Mr B. was dismissed (justifiably on the finding of the ERA) because he turned a customer's car stereo up.

Koru Valet Parking and Air New Zealand Parking apparently count its clients as "the cream of the New Zealand business community".

Apparently the "cream" of the New Zealand business community told the employer that the changing of radio and air conditioning settings in their vehicles by the employer's employees adversely affected their trust in the company. The employer then implemented a "don't touch" policy after receiving a series of complaints about such actions, taking the view that the actions created a threat to its business.

Mr B. was employed and received a copy of the employer's rules at the commencement of his employment. The rules clearly stated that unauthorised tampering with any fittings or accessories in a customer's car was considered serious misconduct and the penalty was instant dismissal

I cannot imagine a day that was so bad that I would complain to a car valet service that somebody had moved the station from sports radio to easy listening FM.

Neither can I conceive of a day where the changing of my air conditioning would tip me over the edge.

That, however, is not the point. Apparently there are those in the "cream" of the New Zealand business community who do get uppity when this happens and the employer clearly had clients who did complain about such things.

In October 2010 Mr B changed a customer's radio station and there was a complaint. He got a warning.
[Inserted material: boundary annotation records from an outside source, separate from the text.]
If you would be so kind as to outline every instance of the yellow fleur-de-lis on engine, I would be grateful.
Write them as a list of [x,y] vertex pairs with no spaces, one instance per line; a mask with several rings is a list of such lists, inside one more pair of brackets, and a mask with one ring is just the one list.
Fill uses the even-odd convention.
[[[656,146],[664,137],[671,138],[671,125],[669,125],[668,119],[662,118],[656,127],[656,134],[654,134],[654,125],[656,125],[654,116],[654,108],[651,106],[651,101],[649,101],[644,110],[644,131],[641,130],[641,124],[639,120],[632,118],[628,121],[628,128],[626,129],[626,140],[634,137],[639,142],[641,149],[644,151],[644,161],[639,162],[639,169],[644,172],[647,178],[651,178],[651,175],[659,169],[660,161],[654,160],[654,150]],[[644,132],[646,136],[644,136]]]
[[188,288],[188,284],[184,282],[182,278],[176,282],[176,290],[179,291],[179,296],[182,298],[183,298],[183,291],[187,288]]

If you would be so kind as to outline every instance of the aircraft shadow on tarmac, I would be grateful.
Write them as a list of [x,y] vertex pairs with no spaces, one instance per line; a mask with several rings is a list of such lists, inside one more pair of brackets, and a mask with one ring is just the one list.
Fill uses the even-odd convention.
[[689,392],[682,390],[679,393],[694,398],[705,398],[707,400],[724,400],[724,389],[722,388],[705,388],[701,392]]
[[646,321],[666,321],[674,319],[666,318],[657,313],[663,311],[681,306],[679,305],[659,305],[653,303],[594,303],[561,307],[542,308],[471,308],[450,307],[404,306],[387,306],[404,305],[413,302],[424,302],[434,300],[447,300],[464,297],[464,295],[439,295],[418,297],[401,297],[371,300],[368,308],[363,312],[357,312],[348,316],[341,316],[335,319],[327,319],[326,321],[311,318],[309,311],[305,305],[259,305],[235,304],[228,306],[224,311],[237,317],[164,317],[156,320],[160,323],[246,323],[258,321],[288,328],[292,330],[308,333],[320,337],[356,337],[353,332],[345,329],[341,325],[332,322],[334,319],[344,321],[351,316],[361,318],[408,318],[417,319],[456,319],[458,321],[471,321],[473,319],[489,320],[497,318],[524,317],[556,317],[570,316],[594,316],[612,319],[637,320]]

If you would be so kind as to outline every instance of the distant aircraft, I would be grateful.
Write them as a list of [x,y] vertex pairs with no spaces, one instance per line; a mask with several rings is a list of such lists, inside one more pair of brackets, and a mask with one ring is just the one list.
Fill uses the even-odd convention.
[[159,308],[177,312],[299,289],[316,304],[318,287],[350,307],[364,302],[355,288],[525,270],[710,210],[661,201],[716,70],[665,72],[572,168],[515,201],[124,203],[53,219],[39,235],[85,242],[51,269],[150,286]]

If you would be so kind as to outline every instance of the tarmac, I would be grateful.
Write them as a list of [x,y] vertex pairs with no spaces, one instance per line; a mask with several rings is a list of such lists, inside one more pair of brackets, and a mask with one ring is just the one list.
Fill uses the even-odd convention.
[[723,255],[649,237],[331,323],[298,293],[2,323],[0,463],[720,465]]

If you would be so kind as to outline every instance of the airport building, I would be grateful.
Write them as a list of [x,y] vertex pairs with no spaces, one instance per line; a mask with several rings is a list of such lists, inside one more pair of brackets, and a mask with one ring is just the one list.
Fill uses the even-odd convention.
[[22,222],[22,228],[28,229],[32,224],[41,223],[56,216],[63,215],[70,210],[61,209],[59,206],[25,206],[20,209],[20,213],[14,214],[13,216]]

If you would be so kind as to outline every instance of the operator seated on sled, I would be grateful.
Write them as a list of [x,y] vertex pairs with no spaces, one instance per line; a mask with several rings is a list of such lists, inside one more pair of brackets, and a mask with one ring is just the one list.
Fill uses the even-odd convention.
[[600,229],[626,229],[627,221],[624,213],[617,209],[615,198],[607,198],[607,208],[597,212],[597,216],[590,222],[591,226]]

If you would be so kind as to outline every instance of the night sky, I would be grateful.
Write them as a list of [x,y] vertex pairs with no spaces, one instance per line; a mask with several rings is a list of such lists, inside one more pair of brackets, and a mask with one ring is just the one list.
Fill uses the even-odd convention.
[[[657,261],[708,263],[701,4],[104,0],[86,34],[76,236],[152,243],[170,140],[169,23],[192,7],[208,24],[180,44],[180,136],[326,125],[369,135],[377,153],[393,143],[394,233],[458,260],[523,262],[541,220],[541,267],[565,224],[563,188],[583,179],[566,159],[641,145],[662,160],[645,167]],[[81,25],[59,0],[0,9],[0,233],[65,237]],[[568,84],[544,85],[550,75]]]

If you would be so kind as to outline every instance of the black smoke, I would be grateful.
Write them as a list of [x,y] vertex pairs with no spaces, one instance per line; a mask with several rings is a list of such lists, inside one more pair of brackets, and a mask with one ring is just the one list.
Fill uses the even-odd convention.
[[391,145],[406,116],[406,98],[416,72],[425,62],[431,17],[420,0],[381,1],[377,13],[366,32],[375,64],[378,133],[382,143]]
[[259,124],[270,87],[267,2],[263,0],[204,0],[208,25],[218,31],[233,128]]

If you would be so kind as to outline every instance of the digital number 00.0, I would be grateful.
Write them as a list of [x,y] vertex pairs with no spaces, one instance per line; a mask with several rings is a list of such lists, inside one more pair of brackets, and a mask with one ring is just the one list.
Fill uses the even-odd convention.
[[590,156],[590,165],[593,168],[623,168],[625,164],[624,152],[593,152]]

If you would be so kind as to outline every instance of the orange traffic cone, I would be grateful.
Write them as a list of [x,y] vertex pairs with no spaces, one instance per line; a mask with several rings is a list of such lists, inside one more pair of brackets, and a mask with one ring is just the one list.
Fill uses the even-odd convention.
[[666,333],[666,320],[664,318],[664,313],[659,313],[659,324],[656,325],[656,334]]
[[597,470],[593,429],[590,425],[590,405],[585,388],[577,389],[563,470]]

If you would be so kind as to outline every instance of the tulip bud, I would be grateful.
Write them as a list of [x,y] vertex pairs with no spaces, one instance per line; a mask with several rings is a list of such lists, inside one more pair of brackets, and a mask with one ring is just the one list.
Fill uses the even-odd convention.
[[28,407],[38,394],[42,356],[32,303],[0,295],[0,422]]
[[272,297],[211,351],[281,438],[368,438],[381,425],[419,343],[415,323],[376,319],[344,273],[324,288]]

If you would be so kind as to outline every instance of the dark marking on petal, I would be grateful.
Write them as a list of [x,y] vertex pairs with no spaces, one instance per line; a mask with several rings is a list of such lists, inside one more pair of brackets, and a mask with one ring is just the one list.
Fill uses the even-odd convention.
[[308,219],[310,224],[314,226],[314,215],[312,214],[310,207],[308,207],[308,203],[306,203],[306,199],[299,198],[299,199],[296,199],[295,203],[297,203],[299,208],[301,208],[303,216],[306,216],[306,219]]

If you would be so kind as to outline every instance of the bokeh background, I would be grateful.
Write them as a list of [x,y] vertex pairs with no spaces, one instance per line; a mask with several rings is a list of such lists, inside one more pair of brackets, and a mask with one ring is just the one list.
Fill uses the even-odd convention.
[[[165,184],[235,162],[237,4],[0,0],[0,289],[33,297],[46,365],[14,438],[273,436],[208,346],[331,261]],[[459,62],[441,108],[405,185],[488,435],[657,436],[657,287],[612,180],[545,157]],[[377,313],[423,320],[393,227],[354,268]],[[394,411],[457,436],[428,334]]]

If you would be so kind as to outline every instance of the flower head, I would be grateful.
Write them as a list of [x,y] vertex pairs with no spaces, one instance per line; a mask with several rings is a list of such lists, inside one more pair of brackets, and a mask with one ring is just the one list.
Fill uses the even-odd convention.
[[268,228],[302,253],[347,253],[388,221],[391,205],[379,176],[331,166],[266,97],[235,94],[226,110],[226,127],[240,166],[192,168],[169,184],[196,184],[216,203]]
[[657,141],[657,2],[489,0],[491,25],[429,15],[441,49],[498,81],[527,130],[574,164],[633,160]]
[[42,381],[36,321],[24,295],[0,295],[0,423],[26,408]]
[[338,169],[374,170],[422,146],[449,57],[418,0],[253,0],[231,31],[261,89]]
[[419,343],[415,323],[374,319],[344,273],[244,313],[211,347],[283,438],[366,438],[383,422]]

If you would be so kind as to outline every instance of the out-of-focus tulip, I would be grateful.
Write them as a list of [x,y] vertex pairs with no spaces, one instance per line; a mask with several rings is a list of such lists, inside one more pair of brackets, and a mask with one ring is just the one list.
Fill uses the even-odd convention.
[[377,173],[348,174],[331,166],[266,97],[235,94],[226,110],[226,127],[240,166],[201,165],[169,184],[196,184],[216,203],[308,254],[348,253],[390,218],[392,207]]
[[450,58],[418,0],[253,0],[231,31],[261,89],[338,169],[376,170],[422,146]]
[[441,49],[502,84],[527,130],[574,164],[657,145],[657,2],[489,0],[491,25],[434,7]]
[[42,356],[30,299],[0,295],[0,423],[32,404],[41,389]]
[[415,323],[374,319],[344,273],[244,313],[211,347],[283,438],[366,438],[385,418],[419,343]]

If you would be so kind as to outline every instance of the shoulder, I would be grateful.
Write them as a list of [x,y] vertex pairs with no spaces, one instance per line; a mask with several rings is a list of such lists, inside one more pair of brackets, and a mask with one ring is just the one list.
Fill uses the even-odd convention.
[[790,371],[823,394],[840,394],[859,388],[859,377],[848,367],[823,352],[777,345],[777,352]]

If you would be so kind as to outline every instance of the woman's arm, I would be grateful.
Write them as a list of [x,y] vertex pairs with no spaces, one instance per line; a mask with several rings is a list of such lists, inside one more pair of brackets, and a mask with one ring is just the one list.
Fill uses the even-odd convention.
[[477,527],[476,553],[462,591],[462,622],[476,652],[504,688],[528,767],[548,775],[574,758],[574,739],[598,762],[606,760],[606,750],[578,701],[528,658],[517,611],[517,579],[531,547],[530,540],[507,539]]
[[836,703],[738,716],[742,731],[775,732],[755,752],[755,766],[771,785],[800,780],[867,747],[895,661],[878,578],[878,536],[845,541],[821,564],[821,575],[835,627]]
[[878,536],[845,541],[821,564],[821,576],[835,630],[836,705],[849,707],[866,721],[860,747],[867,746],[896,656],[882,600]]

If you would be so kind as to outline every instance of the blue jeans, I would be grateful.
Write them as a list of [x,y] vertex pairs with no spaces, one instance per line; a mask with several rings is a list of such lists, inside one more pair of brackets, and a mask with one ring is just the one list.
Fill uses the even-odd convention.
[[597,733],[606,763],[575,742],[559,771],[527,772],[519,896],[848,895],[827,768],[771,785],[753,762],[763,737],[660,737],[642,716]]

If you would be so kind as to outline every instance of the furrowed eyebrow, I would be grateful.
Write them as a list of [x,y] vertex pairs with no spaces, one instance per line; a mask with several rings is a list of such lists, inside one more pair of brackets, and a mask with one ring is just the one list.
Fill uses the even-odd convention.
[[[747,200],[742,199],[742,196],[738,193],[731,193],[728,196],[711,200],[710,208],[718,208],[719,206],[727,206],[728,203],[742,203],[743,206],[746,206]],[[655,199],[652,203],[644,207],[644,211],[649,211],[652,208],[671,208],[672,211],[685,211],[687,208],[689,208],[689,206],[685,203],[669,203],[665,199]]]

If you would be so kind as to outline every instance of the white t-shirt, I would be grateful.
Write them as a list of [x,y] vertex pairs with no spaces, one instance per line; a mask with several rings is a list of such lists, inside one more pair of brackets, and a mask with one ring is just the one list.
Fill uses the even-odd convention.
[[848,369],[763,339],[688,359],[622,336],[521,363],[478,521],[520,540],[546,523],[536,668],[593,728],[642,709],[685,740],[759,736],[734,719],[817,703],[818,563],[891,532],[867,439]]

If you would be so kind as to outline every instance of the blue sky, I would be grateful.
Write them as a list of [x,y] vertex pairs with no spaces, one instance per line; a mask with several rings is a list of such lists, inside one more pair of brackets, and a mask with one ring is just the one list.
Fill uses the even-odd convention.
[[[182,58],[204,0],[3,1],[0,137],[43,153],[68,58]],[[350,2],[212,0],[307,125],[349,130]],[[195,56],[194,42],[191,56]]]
On 26 May 2011 a customer was outside the airport terminal waiting for his car to be dropped off. His car arrived with loud music blaring from the stereo. The customer was very angry and shouted at Mr B.

Mr B. was dismissed. In finding that the employer was entitled to dismiss Mr B. the Authority member found that Mr B. breached the "do not touch" rule, that Mr B. had transgressed before and that Mr B. still did not seem to appreciate the importance of the "don't touch" rule. The Authority member found that the conduct met the level of serious misconduct and the dismissal was justified.

This is a good lesson for employers. If you have Rules and if you tell employees the consequences of breaking the Rules then - as long as you follow a fair procedure - you can dismiss employees for not following the Rules.

The content of this article is intended to provide a general guide to the subject matter. Specialist advice should be sought about your specific circumstances.